L’Europe est naturellement exposée aux catastrophes puisqu’une partie conséquente de sa population se concentre près des cours d’eau et des zones littorales (parfois en dessous du niveau de la mer), dans des zones de montagne accidentées, dans des zones sismiques ou volcaniques ou encore dans des régions extrêmement exposées aux incendies. Il est donc réellement urgent de prendre des décisions et de mener des actions concrètes que se soit au niveau environnemental ou des politiques de développement urbain tant pour réduire l’ampleur de la catastrophe que pour vivre avec un ration risque/bénéfice qui soit acceptable.
Déjà en 2009, l’ONU-SIPC ??? prévoyait que le changement climatique allait accroître les risques de catastrophe en rendant les populations plus vulnérables aux aléas physiques, pour deux raisons: la dégradation des écosystèmes, qui appauvrira les ressources en eau et en nourriture, et une modification des moyens de subsistance due à l’augmentation des aléas météorologiques et climatiques. ²
Pourtant dans des villes comme Bruxelles, des méga projets urbanistiques sont réalisés ou sur la table des négociations. La construction de millier de logements est en jeux. Que justifie l’ampleur de ces projets ? Bruxelles connaît-elle un véritable boom démographique ?
Inondation et pauvreté, un risque accru
1,47 milliard de personnes sont exposées à un risque modéré d’inondation. S’il ne s’agit pas seulement de ménages précarisés, 600 millions d’individus potentiellement touchés sont des personnes à très faibles revenus : « 4 personnes sur 10 exposées au risque d’inondation dans le monde vivent avec moins de 5,50 dollars par jour ».2 Les inondations sont les catastrophes naturelles les plus fréquentes et elles n’épargnent aucun pays.
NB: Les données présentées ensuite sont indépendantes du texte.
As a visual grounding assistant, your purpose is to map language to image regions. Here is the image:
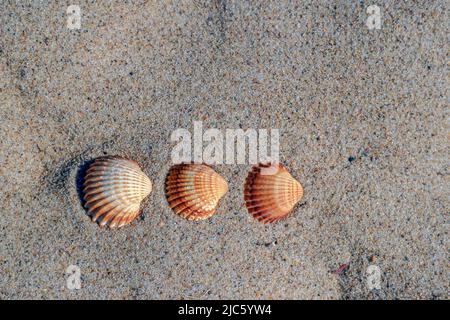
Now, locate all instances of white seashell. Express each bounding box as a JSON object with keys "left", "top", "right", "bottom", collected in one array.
[{"left": 83, "top": 156, "right": 152, "bottom": 228}]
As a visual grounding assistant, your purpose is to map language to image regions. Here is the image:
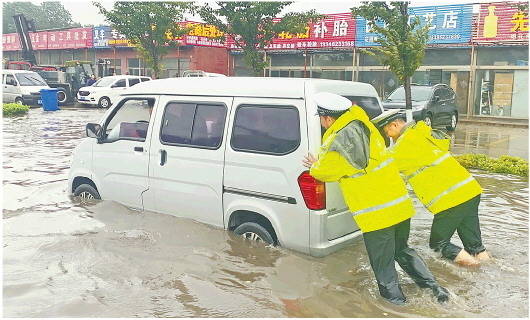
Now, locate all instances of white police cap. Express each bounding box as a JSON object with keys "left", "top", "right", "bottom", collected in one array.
[{"left": 313, "top": 92, "right": 352, "bottom": 116}]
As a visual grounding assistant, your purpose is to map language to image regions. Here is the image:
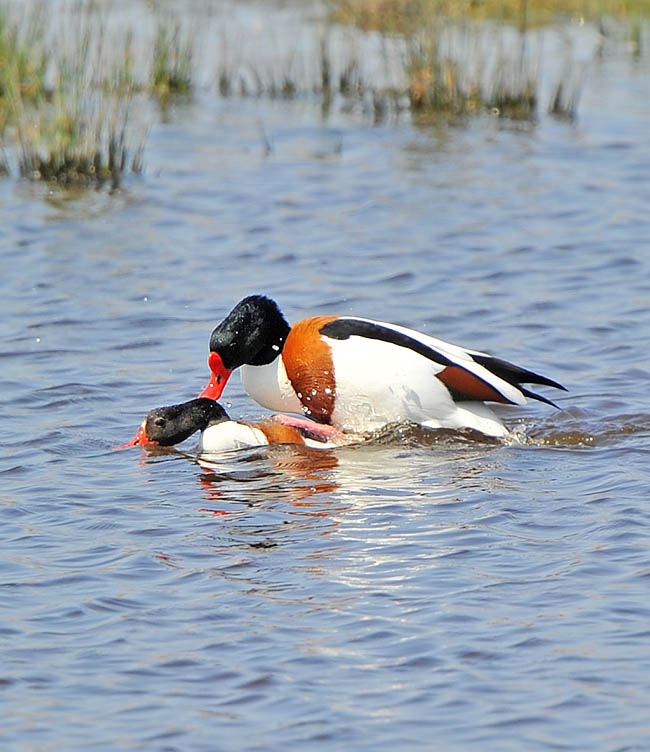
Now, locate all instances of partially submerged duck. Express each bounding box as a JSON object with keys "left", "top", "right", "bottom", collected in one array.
[{"left": 121, "top": 398, "right": 355, "bottom": 452}]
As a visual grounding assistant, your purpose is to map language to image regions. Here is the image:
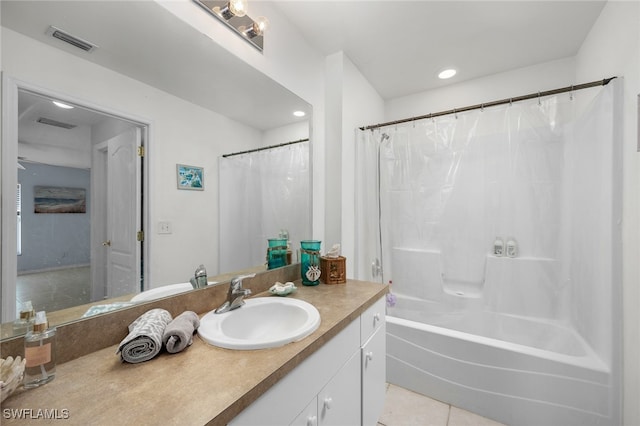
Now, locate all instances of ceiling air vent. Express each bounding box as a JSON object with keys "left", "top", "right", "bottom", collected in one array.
[
  {"left": 46, "top": 26, "right": 98, "bottom": 52},
  {"left": 36, "top": 117, "right": 77, "bottom": 130}
]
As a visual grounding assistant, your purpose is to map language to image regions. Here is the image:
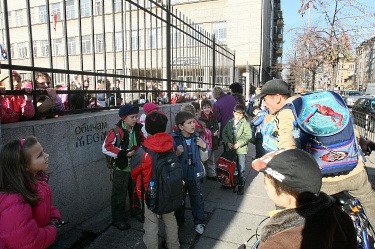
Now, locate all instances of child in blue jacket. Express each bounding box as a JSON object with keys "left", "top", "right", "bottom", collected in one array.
[{"left": 170, "top": 111, "right": 209, "bottom": 235}]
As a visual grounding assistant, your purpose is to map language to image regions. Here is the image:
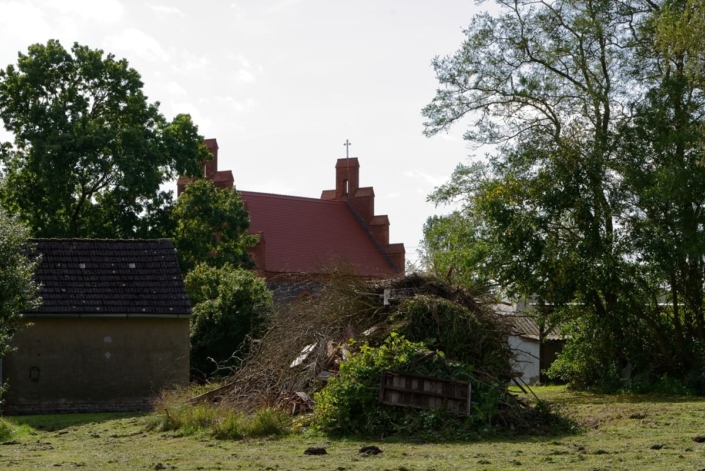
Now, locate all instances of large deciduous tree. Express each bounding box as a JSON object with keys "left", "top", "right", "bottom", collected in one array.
[
  {"left": 423, "top": 0, "right": 705, "bottom": 389},
  {"left": 0, "top": 40, "right": 210, "bottom": 238}
]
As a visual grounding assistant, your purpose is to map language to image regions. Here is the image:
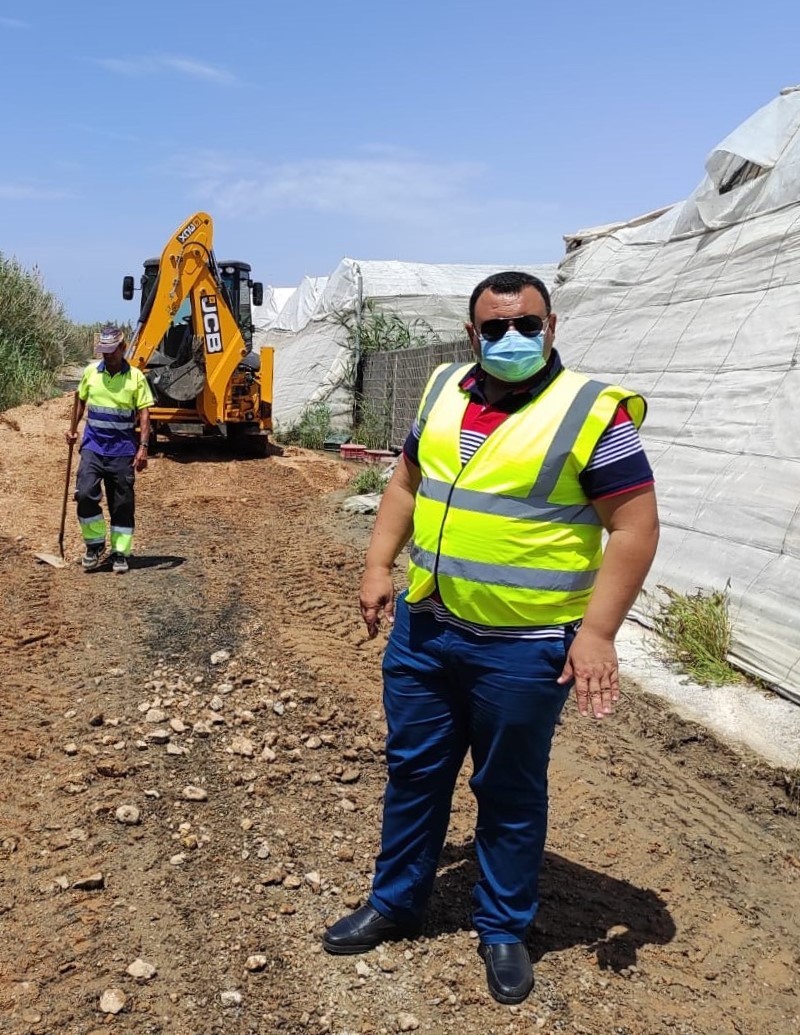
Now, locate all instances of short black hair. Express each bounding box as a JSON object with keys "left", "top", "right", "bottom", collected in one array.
[{"left": 469, "top": 271, "right": 551, "bottom": 323}]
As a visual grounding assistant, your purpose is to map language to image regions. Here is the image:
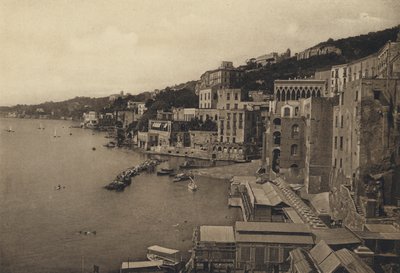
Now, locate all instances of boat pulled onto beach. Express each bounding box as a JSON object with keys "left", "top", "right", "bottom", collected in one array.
[{"left": 104, "top": 158, "right": 164, "bottom": 191}]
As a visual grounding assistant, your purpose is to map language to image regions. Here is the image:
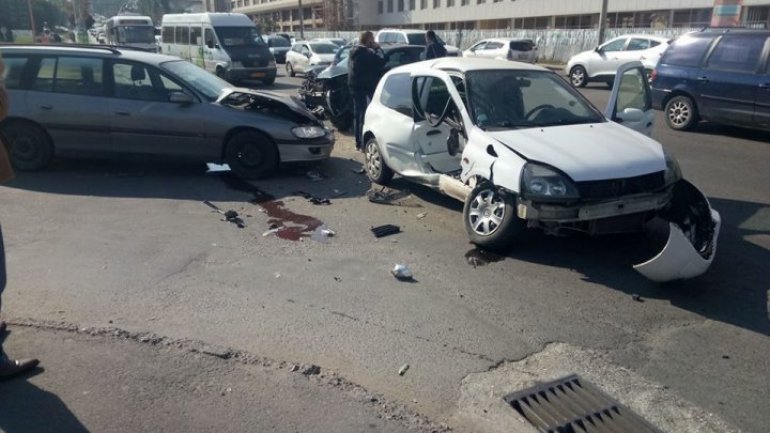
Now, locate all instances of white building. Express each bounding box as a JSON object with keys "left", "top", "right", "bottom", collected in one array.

Dans les années à venir, elles seront encore plus nombreuses avec l’affaissement des terres (dues en partie à l’extraction des eaux souterraines) et l’impact de l’urbanisation croissante (puisque les zones sures sont déjà occupées, les populations s’installent dans des zones toujours plus dangereuses) et les conséquences du réchauffement climatique.3
Le problème s’explique en partie car les biens situés dans des zones soumises aux inondations peuvent être beaucoup moins chers ce qui permet à une frange plus pauvre de la population d’accéder à des biens qui auraient été hors budget sans le risque d’inondation. 4
Les conséquences des inondations, ce sont souvent les ménages les plus pauvres qui les ressentent le plus fort et à long terme : faute d’économies et d’accès aux dispositifs de soutien. 5
La nature à la rescousse
En Belgique, de nombreuses photographies prises durant les inondation de l’été 2021 ont mis en évidence la différence entre un milieu resté naturel et un espace artificialisé. L’artificialisation empêche l’infiltration et le stockage des eaux fluviales. Les systèmes artificiels de captages peuvent se retrouver rapidement dépassés par l’arrivée massive d’eau qui provoque des inondations.
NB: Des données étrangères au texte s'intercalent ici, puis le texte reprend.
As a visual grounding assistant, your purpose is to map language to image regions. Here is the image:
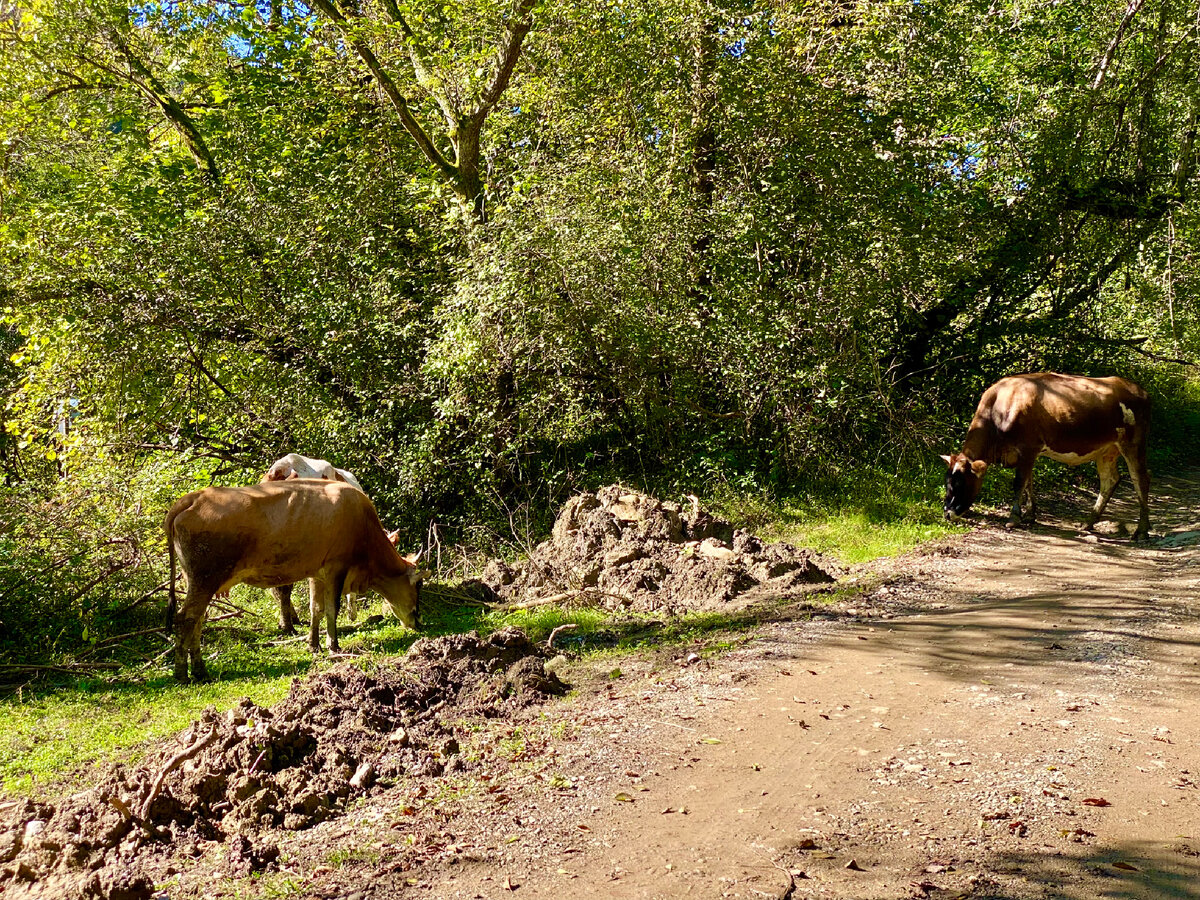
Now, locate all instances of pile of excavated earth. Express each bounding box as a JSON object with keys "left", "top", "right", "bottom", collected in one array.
[
  {"left": 467, "top": 485, "right": 838, "bottom": 612},
  {"left": 0, "top": 630, "right": 565, "bottom": 900},
  {"left": 0, "top": 486, "right": 840, "bottom": 900}
]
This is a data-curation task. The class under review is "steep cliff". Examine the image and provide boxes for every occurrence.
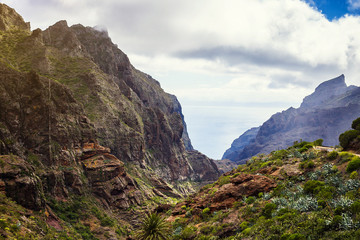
[222,127,260,160]
[0,3,219,236]
[224,75,360,164]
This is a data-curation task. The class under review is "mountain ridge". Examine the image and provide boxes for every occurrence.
[223,74,360,164]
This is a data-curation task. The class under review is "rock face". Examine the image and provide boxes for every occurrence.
[186,150,220,183]
[300,75,348,109]
[222,127,259,160]
[224,75,360,164]
[0,4,30,32]
[0,3,219,213]
[0,155,44,210]
[80,142,143,209]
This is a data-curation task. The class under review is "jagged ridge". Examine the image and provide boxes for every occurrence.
[223,75,360,164]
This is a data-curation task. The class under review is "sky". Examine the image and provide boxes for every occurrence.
[2,0,360,159]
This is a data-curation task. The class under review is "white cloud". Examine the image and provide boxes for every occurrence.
[348,0,360,10]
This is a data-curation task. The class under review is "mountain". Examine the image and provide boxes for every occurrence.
[0,4,219,238]
[222,127,260,160]
[223,75,360,164]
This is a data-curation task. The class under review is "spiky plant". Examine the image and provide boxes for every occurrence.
[135,212,171,240]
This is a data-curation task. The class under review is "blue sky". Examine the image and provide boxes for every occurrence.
[3,0,360,159]
[306,0,360,19]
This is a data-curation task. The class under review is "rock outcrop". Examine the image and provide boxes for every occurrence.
[172,172,276,214]
[224,75,360,164]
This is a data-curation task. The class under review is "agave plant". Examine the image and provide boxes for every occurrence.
[135,212,171,240]
[291,196,318,212]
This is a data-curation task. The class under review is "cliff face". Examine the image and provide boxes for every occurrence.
[222,127,259,160]
[224,75,360,164]
[0,3,218,217]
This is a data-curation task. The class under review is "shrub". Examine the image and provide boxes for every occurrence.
[299,160,315,169]
[331,215,343,229]
[200,225,214,235]
[262,203,277,219]
[339,130,360,149]
[313,139,324,146]
[350,201,360,214]
[299,144,313,153]
[350,171,358,179]
[338,152,354,164]
[316,186,335,201]
[245,196,256,204]
[303,180,325,195]
[217,176,230,186]
[180,226,197,239]
[327,151,338,160]
[201,208,211,219]
[239,221,249,231]
[346,157,360,173]
[352,117,360,131]
[242,227,252,235]
[288,233,306,240]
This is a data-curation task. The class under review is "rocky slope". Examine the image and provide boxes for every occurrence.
[223,75,360,164]
[163,138,360,239]
[0,3,219,238]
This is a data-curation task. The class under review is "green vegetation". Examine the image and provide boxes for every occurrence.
[346,156,360,173]
[147,136,360,240]
[339,130,360,149]
[351,117,360,131]
[135,212,171,240]
[339,117,360,149]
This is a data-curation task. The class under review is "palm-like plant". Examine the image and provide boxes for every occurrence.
[135,212,171,240]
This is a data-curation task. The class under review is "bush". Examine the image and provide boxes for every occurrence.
[201,208,211,219]
[346,157,360,173]
[350,201,360,214]
[327,151,338,160]
[352,117,360,131]
[288,233,306,240]
[245,196,256,204]
[313,139,324,146]
[299,160,315,170]
[262,203,277,219]
[239,221,249,231]
[299,144,313,153]
[217,176,230,186]
[180,226,197,239]
[303,180,325,195]
[339,152,354,164]
[350,171,358,179]
[339,130,360,149]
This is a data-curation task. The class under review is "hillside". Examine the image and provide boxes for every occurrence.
[0,4,220,239]
[223,75,360,164]
[161,125,360,239]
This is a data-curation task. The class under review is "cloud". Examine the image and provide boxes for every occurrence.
[348,0,360,10]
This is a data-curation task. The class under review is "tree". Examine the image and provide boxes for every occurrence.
[135,212,171,240]
[339,130,360,149]
[352,117,360,131]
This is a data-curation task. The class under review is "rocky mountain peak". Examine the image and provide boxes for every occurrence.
[300,74,348,108]
[0,4,30,32]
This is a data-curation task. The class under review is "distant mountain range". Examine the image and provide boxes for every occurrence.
[223,75,360,164]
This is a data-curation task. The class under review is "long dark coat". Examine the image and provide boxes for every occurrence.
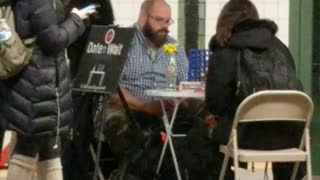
[0,0,85,136]
[205,19,302,146]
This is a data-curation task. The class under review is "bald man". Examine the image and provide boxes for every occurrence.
[138,0,173,48]
[104,0,190,179]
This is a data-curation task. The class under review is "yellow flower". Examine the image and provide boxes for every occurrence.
[162,43,177,56]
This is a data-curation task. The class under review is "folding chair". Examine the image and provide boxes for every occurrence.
[218,90,314,180]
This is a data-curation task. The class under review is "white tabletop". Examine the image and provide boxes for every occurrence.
[145,89,205,99]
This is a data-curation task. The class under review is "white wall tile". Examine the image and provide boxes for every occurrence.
[111,0,179,38]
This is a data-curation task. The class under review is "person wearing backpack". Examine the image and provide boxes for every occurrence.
[205,0,305,179]
[0,0,94,179]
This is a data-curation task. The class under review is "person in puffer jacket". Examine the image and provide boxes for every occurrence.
[0,0,92,179]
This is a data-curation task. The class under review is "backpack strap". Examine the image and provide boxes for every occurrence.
[53,0,57,10]
[23,37,36,46]
[235,50,241,96]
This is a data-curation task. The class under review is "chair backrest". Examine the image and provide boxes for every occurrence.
[233,90,314,129]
Les catastrophes naturelles ne sont que rarement, ou jamais, prises en compte dans les politiques de développement urbain. Il n’est pas rare pour les pays en voie d’urbanisation d’avoir deux ministères complètement différents pour la gestion des situations d’urgence et pour le développement urbain comme si ces deux domaines n’ont pas d’impact l’un sur l’autre.
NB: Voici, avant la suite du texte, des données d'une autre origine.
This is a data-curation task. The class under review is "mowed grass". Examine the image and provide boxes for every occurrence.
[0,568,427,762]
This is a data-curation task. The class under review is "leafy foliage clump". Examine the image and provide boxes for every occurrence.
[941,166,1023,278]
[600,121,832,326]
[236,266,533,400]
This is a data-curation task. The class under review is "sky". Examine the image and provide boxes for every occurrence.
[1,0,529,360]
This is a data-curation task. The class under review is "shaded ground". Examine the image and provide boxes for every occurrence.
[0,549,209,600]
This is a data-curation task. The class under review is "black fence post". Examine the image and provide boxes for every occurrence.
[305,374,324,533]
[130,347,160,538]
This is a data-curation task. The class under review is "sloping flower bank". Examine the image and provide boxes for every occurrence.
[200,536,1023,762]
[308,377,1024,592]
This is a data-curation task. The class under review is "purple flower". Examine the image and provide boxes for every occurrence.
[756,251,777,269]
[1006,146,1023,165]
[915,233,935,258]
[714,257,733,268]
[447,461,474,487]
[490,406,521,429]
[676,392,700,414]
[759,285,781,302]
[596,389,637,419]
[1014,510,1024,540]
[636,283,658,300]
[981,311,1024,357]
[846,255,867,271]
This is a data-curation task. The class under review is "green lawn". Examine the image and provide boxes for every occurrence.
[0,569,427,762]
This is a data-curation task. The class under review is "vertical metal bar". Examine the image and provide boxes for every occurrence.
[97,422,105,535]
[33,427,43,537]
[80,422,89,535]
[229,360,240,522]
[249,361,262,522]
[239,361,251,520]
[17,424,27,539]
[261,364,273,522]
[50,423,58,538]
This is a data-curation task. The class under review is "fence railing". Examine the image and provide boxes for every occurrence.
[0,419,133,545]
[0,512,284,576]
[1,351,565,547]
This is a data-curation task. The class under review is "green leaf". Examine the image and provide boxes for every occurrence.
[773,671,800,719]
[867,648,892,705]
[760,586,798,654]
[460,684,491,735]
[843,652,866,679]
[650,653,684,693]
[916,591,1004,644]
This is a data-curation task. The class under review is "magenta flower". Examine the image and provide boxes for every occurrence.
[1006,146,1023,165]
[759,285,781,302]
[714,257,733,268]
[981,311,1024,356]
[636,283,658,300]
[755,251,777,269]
La nature comme aide précieuse pour lutter contre les inondations
Si les humains rivalisent d’ingéniosité pour mettre en place des systèmes très performants qui doivent garantir la sécurité des populations, ces constructions sont aussi très coûteuses à la construction et à l’entretien. Seuls les pays qui ont les moyens technologiques et financiers protègent leur population à l’aide de ces constructions. Cependant, on néglige très souvent le potentiel protecteur des infrastructures naturelles : « mère nature en personne propose de bien meilleures solutions ».6 Des études montrent que des milieux naturels préservés peuvent réduire l’impact des catastrophes naturelles et qu’à l’opposé la dégradation des écosystèmes accentue les risques. Beaucoup d’écosystèmes agissent comme des zones tampons, absorbant les effets des aléas naturels : diminution des crues, stabilisation des sols, protection des côtes et protection contre les avalanches.
Les infrastructures naturelles sont souvent moins coûteuses à installer ou à préserver et peuvent jouer un rôle protecteur équivalent à celui des ouvrages d’ingénierie comme les digues, les barrages, les murs en béton ou autres systèmes de protection.
Les écosystèmes sont également très importants. Outre la protection contre les aléas, les écosystèmes offrent de nombreux avantages comme la fixation du carbone ou le filtrage et le stockage des eaux, ainsi que des valeurs esthétiques, récréatives et de bien-être qui ne Le rôle des écosystèmes dans la réduction des risques de catastrophes 7
Par exemple, les marécages absorbent une grande partie de l’énergie cinétique destructrice des cyclones à la manière dont une pelouse épaisse et dense absorbe la puissance d’un jet d’eau qui, sur une allée en ciment, éclabousserait avec force en tous sens.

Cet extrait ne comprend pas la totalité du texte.